JU - Li que a Corte Interamericana de Recursos Humanos
anulou as leis de anistia de países como Chile, Argentina
e Peru. Isto é correto? O caso do Brasil poderia
chegar a tal instância e o país tenderia a
acatar decisão semelhante?
Larissa Brisola Brito Prado - Não houve uma
"anulação" porque a Corte não
possui este papel. Na verdade, hoje há uma grande
discussão, no âmbito do Direito Internacional,
quanto à obrigatoriedade ou não de cumprimento
das decisões deste organismo. Isso porque qualquer
determinação da Corte esbarra na soberania
do país. Enfim, se não houver vontade política
interna e comprometimento, as decisões serão
realmente "descumpridas" (coloco entre aspas,
pois não há mecanismo coercitivo para exigir
o cumprimento).
A Corte e a Comissão Interamericana são dois
órgãos distintos da OEA, instituídos
pelo Pacto de San Jose da Costa Rica (Convenção
Americana de Direitos Humanos), mas só passam a ter
validade a partir do momento em que o país ratifica
internamente. No caso da Comissão, houve ratificação
pelo Brasil em 1992 e, no caso da Corte, só em 1998.

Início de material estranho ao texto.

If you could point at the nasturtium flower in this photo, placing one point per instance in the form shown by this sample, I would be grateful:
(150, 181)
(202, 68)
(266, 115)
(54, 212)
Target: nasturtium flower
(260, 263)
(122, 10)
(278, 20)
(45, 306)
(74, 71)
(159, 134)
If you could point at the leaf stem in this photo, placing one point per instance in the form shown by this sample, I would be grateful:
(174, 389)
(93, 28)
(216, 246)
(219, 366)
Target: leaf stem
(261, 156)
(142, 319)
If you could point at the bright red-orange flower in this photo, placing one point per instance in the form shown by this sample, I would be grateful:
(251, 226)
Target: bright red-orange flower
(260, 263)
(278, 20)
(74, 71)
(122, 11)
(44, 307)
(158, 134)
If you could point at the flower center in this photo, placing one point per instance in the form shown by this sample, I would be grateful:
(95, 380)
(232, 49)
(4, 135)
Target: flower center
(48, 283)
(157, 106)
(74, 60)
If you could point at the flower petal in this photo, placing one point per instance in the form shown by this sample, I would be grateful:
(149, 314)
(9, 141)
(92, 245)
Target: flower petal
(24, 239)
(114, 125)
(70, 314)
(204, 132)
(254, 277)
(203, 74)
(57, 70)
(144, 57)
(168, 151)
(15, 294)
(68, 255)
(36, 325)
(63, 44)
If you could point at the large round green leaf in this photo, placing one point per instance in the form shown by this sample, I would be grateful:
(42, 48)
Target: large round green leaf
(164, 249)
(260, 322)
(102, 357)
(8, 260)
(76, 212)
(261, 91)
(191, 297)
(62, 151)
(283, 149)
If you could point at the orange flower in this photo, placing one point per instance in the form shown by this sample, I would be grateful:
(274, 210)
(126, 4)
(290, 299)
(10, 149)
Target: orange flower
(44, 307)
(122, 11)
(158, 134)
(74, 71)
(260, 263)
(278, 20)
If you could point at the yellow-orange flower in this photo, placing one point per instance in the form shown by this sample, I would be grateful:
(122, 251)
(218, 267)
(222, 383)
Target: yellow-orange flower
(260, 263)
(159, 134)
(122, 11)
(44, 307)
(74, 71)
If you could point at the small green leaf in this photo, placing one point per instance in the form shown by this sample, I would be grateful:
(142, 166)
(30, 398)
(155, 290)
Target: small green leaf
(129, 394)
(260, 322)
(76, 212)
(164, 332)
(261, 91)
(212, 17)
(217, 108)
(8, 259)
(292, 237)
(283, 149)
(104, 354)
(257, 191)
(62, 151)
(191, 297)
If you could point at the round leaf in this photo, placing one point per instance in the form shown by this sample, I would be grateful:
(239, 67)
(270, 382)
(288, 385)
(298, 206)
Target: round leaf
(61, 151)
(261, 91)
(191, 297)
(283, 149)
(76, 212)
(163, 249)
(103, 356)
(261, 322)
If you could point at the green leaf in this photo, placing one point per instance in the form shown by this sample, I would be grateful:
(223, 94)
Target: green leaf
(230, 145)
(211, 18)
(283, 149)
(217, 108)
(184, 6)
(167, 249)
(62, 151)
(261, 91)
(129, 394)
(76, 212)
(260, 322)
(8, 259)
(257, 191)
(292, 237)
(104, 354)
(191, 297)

Dessa forma, sustenta-se que tais órgãos não
tenham competência para julgar situações
consolidadas entre os anos de 1964 e 1985. Sua competência
seria instituída apenas da ratificação
em diante.
Uma interpretação interessante, porém,
foi a concedida pela Corte no caso Blake - Equador, se não
me engano. Também era um caso de desaparecimento
forçado, acho que na década de 70. Naquele
momento, o país ainda não havia ratificado
a competência do Corte, mas esta entendeu possível
julgar a questão - isso já na década
de 90 - porque o desaparecimento forçado é
um delito permanente e, sendo assim, até hoje não
haveria se consumado. Então, a Corte poderia julgar.

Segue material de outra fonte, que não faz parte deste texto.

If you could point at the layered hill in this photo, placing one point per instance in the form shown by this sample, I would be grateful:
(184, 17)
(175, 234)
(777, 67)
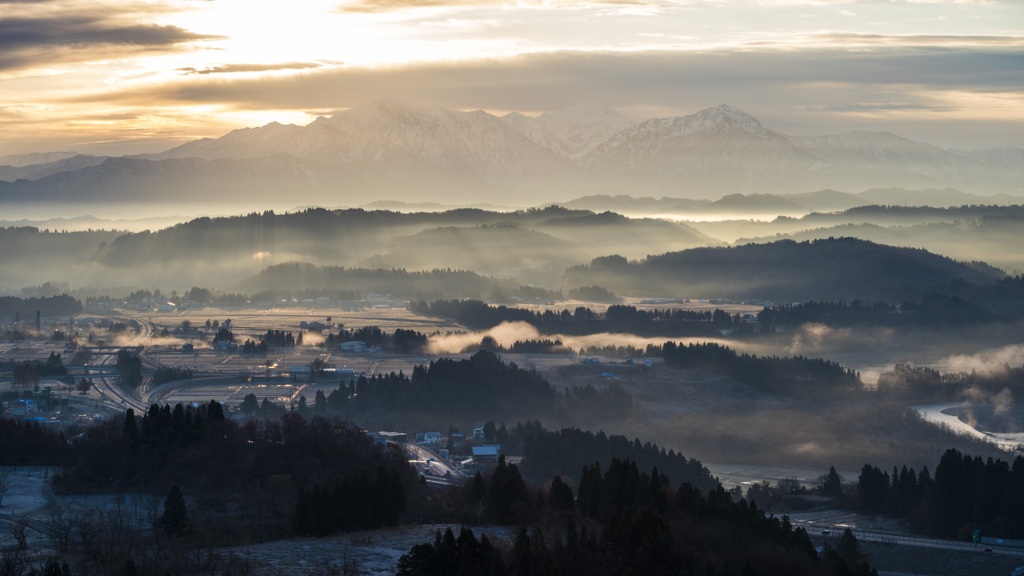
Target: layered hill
(400, 151)
(783, 271)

No caso do Brasil, para que seus casos fossem julgados pela
Corte, inicialmente, ela teria que ser provocada. Posteriormente,
teríamos que analisar se, nos casos concretos, a
interpretação para os desaparecimentos seria
a mesma. Por fim - e talvez este seja o maior problema -,
ainda que a Corte concedesse uma sentença favorável,
esbarraríamos na questão da obrigatoriedade
de cumprimento de suas decisões.
Revisão da lei causa polêmica
A Lei 6.683, sancionada pelo presidente Figueiredo em 28
de agosto de 1979, depois de aprovada por apenas cinco votos
no Congresso Nacional (206 a 201), anistiou todos os punidos
por atos de exceção desde 9 de abril de 1964,
quando foi editado o AI-1. Entretanto, a lei excluiu os
condenados por atos terroristas (os chamados "crimes
de sangue"), ao tempo em que beneficiou os militares
acusados de práticas de tortura.
A polêmica atual sobre uma possível revisão
da Lei da Anistia vem contrapondo entidades como a Advocacia-Geral
da União (AGU) e a Ordem dos Advogados do Brasil
(OAB). A AGU alega que a lei é anterior à
Constituição (1988) e, por isso, o artigo
constitucional que veda a anistia a torturadores não
valeria para crimes cometidos antes da sua promulgação.
A OAB, por sua vez, entende que a lei não isenta
os militares de crimes, observando que o Brasil é
signatário da Convenção Interamericana
de Direitos Humanos e da Convenção contra
a Tortura da ONU, que consideram a tortura como crime comum
(não anistiável) e imprescritível.
Em outubro do ano passado, numa decisão inédita,
o Tribunal de Justiça de São Paulo declarou
o coronel de reserva Carlos Alberto Brilhante Ustra responsável
pelas torturas de Maria Amélia de Almeida Teles,
de seu marido César Augusto Teles e de sua irmã
Criméia Schmidt de Almeida, em dezembro de 1972.
Ustra comandou o Destacamento de Operações
de Informações do Centro de Operações
de Defesa Interna (DOI-Codi) de 1970 a 1974. A família
ingressou com ação civil declaratória,
sem propósito indenizatório, exigindo apenas
que o coronel fosse reconhecido como torturador.